For the what, where, who, and why do read on what, what. A common scam in these parts is to invite an unsuspecting foreigner to a disco, make a jolly sucker out of him, then drop all pretense and stick him with the bill which amounts in the ridiculous sum of hundreds of euros (odd they don't bill in Turkish liras; odder still I did not hear of this dirty Turkish trick until after
the fact).
return my black ass to Nigeria and never come back

Whilst sitting one evening working to convince myself of the pleasure of the water pipe -- I ordered coconut -- a friendly English speaking local (red flag #1) plopped himself down (red flag #2) and initiated conversation. As he was well dressed I assumed he was a student, rich kid, businessman or fellow traveller and, admittedly, was glad to communicate with someone sans elaborate gestures that would make even a professional mime scream aloud. Turns out he was a businessman (red flag #3) and was so full of jam and compliments (red flag #4). It was his last night in Istanbul so was I up for some carousing and sexy, sexy sluts? Was I! My name ain't not Rufus Wainwright for nothing. Who knows, maybe that water pipe was kicking in! At any rate, with his business partner, a short and hairy chested man with a distinctly Roman haircut, in tow (red flag #5) we three jumped in a cab (red flag #6) and left Taksim (red flag #7) for the Hilton Hotel. But, first, we stopped at a club (red flag #8).

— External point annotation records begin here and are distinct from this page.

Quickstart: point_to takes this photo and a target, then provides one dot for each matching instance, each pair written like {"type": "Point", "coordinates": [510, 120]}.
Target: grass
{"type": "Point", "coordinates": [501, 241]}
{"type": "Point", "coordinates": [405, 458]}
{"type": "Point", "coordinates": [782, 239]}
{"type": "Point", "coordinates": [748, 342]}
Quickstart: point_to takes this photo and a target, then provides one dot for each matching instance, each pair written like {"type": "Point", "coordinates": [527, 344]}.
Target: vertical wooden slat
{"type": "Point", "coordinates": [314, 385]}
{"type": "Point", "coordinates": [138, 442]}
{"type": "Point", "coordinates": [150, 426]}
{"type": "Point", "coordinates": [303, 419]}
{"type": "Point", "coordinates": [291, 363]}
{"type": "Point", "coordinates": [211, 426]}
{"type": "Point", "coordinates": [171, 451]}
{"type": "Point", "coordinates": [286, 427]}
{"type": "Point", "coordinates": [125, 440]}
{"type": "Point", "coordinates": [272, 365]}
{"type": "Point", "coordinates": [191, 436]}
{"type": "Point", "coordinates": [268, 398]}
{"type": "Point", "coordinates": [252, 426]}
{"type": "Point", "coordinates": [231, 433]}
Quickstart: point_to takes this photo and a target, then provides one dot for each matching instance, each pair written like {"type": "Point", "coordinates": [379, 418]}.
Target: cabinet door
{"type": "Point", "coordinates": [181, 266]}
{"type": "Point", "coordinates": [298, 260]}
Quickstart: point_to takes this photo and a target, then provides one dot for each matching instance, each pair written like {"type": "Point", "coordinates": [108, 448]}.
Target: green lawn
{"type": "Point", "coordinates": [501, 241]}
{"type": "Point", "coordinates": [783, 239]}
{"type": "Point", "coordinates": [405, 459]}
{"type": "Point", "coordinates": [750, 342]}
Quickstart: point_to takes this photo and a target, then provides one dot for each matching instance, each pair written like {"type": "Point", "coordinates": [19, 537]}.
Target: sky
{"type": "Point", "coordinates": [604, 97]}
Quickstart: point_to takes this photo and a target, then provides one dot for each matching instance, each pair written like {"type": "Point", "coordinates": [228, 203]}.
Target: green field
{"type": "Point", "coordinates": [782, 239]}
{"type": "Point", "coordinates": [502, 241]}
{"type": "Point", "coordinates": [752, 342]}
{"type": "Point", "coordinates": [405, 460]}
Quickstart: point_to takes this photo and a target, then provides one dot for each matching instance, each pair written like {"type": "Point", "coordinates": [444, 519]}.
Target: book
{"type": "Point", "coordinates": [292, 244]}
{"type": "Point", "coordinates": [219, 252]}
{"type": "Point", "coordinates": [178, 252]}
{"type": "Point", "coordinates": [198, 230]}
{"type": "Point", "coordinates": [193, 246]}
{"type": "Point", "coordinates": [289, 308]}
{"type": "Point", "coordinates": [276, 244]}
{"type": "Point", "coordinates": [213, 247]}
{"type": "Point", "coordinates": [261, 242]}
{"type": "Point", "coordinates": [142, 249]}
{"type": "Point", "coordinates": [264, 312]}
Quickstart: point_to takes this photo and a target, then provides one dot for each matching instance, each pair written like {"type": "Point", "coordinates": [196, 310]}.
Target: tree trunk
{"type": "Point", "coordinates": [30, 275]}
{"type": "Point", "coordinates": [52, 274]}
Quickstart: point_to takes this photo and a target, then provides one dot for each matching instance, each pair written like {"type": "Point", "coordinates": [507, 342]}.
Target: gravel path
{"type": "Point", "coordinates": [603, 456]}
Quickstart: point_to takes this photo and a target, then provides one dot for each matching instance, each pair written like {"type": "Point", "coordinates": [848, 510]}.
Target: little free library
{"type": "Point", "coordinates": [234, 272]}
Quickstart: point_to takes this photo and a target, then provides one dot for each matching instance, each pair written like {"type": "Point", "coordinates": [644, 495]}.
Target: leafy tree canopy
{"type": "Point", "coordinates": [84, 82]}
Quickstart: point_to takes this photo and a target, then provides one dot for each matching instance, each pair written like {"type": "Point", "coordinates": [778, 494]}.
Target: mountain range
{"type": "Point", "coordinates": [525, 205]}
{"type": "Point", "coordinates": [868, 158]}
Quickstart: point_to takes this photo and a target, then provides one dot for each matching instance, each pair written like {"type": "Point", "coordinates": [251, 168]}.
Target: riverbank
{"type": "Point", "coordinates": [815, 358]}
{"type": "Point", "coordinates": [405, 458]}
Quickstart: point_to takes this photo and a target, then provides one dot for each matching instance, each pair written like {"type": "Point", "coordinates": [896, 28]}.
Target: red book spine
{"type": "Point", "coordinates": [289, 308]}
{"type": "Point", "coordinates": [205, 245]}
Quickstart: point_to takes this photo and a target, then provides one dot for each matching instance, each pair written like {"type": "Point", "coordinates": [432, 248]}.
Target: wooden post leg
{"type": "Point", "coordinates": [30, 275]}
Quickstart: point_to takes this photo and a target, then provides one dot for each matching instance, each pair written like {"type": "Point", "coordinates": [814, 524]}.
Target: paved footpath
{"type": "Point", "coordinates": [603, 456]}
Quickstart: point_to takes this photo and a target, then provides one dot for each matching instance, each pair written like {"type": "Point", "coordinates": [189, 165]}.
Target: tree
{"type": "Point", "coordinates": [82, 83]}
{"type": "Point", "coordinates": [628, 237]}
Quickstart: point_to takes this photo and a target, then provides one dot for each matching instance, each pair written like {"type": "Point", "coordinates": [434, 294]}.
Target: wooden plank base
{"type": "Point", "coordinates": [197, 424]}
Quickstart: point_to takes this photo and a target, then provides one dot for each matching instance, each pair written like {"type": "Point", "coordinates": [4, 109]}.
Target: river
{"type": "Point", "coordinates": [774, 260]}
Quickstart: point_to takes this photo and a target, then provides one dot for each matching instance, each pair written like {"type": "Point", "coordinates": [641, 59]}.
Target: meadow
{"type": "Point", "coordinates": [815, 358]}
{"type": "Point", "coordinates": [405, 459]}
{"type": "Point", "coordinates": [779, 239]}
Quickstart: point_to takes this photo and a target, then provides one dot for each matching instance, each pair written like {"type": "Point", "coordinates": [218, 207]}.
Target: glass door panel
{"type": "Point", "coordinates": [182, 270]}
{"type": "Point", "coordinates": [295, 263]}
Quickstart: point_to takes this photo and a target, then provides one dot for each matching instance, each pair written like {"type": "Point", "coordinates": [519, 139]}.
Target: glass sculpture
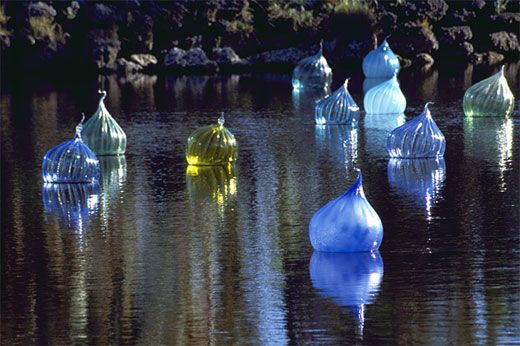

I immediately pegged the tacky neon haunt a training ground for gold-digging Russian mail-order brides (red flag #9) and a money drainer, but the short chap assured me it was on them. All right, if I don't have to pay then bring on the Alize! In no time the sexy, sexy sluts joined us at our table (red flag #10) and, as prejudice would have it, they were Russian, no less (red flag #11). Naturally drinks were ordered for them -- by the two "businessman". After chatting and laughing and dancing and toasting, the one fellow leans in to ask if I would be paying with cash or credit card (red flag #12).

"Me neither," I smiled. "This is your treat. I have no money."

It was at this point I smelled a rat and called over the cheap suit who appeared to be the manager and asked him point blank: Did you hire these two to bring me in here? Are you all working together? He, of course, denied it and we four proceeded to the back office to continue the farce; but in short order all masks were abandoned. No more cautionary flags were needed.

I saw clearly the scam into which I fell; but I was cool. They lied and screamed foul play, they said it was I who invited them, they threatened and swore; but I was cool. The manager demanded my credit card and said he would kill me; but I was cool. They hurled racist declarations and demanded again my credit card; but I was cool. I even pulled out my mobile and pretended to call my lawyer.


Bottom lines were one, I really had no credit card to fork over and just five liras in my pocket, and two, these men were despicable scam artists. The why? Because they're low-lives -- racist low-lives, at that. After the farcical shakedown around the Mulberry bush made it clear yours truly was a broke sucker I was told to return my black ass to Nigerian.

With pleasure.

coolness is something I never leave home without
And with that I hopped my black ass in a taxi and got as close to Taksim Square as five liras would take me. Now the bigger albeit misleading lesson to take from this is not to trust a nice Turkish man who speaks English and wants to buy you a drink. Or not to get in a car with strangers; But when one is a wanderlust stricken traveller like me, why, everyone is a stranger, including myself.

No, the take home from this is to leave the infinite and tempting credit card in the room with the rest of the valuables when on holiday. If I had had my debit card I would have been robbed of €400---and no sexy, sexy slut is worth that much whisky and cola. That and keep cool.

Now coolness, that is something I never leave home without.